Costuma-se dizer que um mal nunca vem sozinho. Sei não, mas parece que o destino é realmente brincalhão. As «brincadeiras» ‒ nem sempre de bom gosto ‒ são cíclicas, como uma linha ondulada. Tem horas em que a gente se sente no topo da onda, com um bocado de coisas boas acontecendo. O chefe dá um aumento, o médico informa que os preocupantes exames deram resultado negativo, o vizinho barulhento se muda. E tem, infelizmente, aquela temporada em que más notícias se acumulam.

Poucos anos atrás, no auge da popularidade e sabendo que não poderia concorrer a um terceiro mandato, o Lula sonhava com a presidência do Banco Mundial ou, por baixo, com o secretariado-geral da ONU. Por seu lado, o Nobel da Paz já lhe parecia praticamente garantido, estava no papo. Pelo menos, era voz corrente entre os cortesãos do andar de cima.

sinusoidal-1Desgraçadamente… a vida é cruel. As coisas são como são e nem sempre como gostaríamos que fossem. Nosso guia, aquele que, garboso, já passeou de carruagem ao lado da rainha da Inglaterra, está no baixo da curva. Ou no fundo do poço, se preferirem. No curto espaço de 24 horas, três notícias pesadas lhe caíram direto no cocuruto.

Dia 6 de outubro, uma pancada. O sorridente senhor Guterres, que já foi primeiro-ministro de Portugal, foi sacramentado como secretário-geral da ONU. Assume as novas funções dia 1° de janeiro. Nosso taumaturgo pode dar adeus àquele trono.

A segunda pancada ‒ essa doeu! ‒ veio no mesmo dia. Foi a decisão do STF de «fatiar» acusações de corrupção. Deixo a explicação dos pormenores para especialistas, que o assunto é meio complicado. Trocando em miúdos, fica a certeza de que nosso guia, pelo menos nesse caso específico, escapou de Curitiba mas caiu direto no tribunal maior. Condenado ali, não terá a quem apelar: é direto pro xilindró.

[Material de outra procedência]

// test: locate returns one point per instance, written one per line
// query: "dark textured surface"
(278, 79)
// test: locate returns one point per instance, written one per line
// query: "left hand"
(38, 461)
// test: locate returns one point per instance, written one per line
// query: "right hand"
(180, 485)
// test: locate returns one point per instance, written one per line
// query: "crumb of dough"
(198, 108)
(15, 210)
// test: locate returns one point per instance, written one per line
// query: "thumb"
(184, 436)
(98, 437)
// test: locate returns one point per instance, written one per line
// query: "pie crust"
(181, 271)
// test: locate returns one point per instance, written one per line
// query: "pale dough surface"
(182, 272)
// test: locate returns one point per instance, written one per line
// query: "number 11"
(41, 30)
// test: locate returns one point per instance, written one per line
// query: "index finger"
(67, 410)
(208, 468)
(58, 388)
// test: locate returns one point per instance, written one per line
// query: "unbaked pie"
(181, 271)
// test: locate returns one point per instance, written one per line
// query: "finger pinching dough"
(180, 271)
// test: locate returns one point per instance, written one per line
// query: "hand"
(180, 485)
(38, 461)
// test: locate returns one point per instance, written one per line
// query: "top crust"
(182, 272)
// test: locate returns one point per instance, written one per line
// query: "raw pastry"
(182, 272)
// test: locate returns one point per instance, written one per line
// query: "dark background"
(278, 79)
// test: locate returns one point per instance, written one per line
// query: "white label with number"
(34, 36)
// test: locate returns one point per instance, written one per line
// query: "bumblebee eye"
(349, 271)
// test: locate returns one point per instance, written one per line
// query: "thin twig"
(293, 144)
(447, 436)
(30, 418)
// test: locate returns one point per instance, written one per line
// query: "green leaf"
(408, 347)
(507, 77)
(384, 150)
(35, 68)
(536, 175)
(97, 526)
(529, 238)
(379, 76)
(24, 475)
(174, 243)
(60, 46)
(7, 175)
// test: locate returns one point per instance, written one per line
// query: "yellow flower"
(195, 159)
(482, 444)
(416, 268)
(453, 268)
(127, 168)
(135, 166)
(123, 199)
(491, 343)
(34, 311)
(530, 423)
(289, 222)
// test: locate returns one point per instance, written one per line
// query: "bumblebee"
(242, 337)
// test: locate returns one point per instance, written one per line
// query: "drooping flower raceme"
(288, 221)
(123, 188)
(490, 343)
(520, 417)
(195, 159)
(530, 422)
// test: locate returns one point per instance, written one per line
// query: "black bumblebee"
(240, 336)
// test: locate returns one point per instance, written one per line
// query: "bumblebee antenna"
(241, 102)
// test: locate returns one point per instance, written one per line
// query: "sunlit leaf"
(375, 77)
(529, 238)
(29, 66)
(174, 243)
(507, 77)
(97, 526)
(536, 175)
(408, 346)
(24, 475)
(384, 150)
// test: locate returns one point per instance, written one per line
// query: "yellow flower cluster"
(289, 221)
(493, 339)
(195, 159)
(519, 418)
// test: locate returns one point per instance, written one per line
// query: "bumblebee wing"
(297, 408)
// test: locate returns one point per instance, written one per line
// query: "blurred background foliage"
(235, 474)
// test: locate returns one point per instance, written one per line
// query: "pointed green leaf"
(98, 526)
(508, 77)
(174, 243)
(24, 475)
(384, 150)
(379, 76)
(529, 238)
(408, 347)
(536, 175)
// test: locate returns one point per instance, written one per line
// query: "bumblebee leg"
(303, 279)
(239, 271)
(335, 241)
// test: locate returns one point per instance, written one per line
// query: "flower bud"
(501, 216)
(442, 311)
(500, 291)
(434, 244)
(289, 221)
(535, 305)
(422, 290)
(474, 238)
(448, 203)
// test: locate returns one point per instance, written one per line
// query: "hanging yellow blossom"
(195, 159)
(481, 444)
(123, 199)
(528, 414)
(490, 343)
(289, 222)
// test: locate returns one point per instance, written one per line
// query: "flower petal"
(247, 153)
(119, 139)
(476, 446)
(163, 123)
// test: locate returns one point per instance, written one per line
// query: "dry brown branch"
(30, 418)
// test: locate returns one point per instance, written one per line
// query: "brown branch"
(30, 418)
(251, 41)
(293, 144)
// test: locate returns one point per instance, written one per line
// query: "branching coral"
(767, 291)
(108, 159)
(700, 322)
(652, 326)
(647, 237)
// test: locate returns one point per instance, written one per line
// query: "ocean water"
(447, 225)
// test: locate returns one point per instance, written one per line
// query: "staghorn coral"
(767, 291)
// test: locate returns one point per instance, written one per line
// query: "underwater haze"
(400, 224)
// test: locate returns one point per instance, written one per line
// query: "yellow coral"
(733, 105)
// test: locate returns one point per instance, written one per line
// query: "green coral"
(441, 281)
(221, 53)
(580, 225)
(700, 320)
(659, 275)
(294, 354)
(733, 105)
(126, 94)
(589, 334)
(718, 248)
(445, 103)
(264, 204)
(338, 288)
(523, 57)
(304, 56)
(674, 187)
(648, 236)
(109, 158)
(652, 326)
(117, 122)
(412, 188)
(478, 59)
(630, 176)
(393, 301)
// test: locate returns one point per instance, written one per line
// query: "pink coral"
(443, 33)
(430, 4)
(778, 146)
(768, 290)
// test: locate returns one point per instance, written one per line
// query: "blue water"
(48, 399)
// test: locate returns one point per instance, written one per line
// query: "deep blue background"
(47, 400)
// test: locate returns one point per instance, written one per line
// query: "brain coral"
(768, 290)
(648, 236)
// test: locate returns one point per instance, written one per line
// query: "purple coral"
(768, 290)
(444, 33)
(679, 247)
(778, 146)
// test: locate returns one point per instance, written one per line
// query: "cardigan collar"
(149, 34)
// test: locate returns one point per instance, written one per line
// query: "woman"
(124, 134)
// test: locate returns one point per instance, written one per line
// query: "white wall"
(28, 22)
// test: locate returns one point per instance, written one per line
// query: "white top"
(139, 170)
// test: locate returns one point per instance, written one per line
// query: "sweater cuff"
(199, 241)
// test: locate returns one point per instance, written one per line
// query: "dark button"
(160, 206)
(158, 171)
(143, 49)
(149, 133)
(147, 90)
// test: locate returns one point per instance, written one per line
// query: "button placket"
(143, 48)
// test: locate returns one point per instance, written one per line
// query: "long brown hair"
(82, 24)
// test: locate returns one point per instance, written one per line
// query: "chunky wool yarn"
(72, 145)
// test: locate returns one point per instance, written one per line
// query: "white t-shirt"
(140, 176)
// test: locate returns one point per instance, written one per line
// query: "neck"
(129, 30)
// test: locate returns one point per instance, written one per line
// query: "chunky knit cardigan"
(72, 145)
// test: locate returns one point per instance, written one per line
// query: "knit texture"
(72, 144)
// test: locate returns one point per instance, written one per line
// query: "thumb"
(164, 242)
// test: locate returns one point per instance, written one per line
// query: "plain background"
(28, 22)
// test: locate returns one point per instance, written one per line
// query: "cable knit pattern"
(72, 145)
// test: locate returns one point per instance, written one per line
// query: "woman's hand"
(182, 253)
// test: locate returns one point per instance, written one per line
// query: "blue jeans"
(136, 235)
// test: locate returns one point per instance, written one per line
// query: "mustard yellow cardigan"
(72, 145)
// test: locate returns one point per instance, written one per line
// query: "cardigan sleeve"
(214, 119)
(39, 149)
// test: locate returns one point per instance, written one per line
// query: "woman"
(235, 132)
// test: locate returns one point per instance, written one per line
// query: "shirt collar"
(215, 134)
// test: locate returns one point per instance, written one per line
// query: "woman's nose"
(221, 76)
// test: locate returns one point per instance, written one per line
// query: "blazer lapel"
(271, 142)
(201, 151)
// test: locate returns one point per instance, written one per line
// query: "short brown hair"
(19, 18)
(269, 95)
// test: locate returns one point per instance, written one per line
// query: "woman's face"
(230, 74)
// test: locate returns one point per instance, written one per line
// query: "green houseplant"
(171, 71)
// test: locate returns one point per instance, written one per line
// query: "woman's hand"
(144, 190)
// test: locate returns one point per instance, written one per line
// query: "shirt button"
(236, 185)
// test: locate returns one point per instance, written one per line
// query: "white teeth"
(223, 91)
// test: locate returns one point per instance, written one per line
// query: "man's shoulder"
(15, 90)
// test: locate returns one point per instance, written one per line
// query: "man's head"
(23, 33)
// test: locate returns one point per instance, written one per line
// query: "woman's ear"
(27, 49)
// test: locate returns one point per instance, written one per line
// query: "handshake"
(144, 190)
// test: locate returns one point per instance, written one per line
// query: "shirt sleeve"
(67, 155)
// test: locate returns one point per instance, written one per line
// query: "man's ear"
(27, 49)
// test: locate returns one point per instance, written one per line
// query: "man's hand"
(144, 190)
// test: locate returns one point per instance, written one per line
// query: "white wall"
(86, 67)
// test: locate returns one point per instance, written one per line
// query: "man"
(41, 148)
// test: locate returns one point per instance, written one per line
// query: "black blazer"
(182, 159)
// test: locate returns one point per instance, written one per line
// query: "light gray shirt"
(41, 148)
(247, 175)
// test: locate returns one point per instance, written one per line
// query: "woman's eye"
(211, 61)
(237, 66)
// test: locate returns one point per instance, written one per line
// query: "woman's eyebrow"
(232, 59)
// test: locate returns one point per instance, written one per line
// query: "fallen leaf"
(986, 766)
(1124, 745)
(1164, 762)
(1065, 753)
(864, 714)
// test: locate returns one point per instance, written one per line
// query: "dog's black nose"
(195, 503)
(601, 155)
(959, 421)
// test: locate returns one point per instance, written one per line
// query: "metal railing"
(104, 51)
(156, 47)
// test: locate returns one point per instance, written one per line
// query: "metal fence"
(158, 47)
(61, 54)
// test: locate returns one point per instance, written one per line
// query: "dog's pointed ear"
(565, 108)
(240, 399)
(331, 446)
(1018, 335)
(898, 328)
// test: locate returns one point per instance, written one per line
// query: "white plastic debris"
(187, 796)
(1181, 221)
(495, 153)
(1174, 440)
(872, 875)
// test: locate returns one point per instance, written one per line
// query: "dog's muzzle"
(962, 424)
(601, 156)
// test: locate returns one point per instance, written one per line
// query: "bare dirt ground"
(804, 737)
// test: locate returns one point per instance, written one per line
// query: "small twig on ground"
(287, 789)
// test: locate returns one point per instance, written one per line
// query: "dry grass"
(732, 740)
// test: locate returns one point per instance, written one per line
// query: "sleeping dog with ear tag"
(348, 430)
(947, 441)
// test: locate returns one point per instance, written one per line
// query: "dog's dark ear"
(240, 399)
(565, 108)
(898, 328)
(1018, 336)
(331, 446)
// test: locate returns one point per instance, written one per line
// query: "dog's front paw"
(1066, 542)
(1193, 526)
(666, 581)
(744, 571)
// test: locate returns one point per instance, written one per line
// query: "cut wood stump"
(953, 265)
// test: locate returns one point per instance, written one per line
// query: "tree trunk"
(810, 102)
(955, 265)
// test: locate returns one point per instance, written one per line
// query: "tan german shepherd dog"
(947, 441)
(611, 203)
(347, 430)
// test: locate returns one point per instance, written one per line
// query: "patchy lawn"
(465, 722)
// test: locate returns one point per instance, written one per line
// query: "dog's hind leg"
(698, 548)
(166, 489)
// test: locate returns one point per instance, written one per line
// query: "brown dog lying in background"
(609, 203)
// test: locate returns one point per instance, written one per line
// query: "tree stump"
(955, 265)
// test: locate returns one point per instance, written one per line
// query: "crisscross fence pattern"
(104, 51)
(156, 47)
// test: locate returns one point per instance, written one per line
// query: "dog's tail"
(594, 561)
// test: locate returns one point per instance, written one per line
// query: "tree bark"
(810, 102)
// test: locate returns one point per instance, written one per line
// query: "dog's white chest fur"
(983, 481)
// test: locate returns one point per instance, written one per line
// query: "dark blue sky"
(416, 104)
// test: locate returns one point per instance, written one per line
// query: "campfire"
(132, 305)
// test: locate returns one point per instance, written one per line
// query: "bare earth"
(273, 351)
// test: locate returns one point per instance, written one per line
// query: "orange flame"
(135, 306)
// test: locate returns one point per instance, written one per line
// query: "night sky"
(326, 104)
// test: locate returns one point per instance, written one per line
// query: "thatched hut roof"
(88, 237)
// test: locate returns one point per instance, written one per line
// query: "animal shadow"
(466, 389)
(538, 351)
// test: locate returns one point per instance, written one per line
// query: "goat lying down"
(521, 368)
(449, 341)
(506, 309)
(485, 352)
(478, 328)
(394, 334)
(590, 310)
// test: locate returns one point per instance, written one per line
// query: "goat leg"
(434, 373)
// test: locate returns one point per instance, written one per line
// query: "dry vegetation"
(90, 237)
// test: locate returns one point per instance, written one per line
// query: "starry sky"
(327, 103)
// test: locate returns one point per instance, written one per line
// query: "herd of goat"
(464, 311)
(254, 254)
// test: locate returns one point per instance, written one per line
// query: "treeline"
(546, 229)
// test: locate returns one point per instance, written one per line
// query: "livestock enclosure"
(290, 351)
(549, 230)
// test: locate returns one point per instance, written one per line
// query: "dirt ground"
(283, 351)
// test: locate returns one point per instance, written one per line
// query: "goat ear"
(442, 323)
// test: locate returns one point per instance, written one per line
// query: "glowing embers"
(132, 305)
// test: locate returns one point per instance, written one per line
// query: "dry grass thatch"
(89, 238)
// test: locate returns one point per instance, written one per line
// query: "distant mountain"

by Roque Sponholz, desenhista paranaense

by Roque Sponholz, desenhista paranaense

Se não bastasse a decepção de ver, ao mesmo tempo, a ONU escapar-lhe das mãos e as grades se aproximarem, recebeu outra paulada no dia seguinte. O presidente da Colômbia ‒ que insolência! ‒ acaba de ser anunciado como o ganhador do Prêmio Nobel da Paz de 2016. Justamente o presidente Santos!

O distinto leitor há de se lembrar que certos “assessores” do Lula levaram anos tentando dar uma mãozinha à guerrilha colombiana. De repente, vem um pouco conhecido presidente do país vizinho e, como quem não quer nada, acaba com o conflito de meio século! Que bordoada, Lula!

Assim são as coisas, que fazer? Resta a nosso demiurgo esperar por um convite para presidir o Banco Mundial. Nada é impossivel, mas acho que vai ser difícil. Ainda que escape da cadeia, o homem não tem inglês fluente.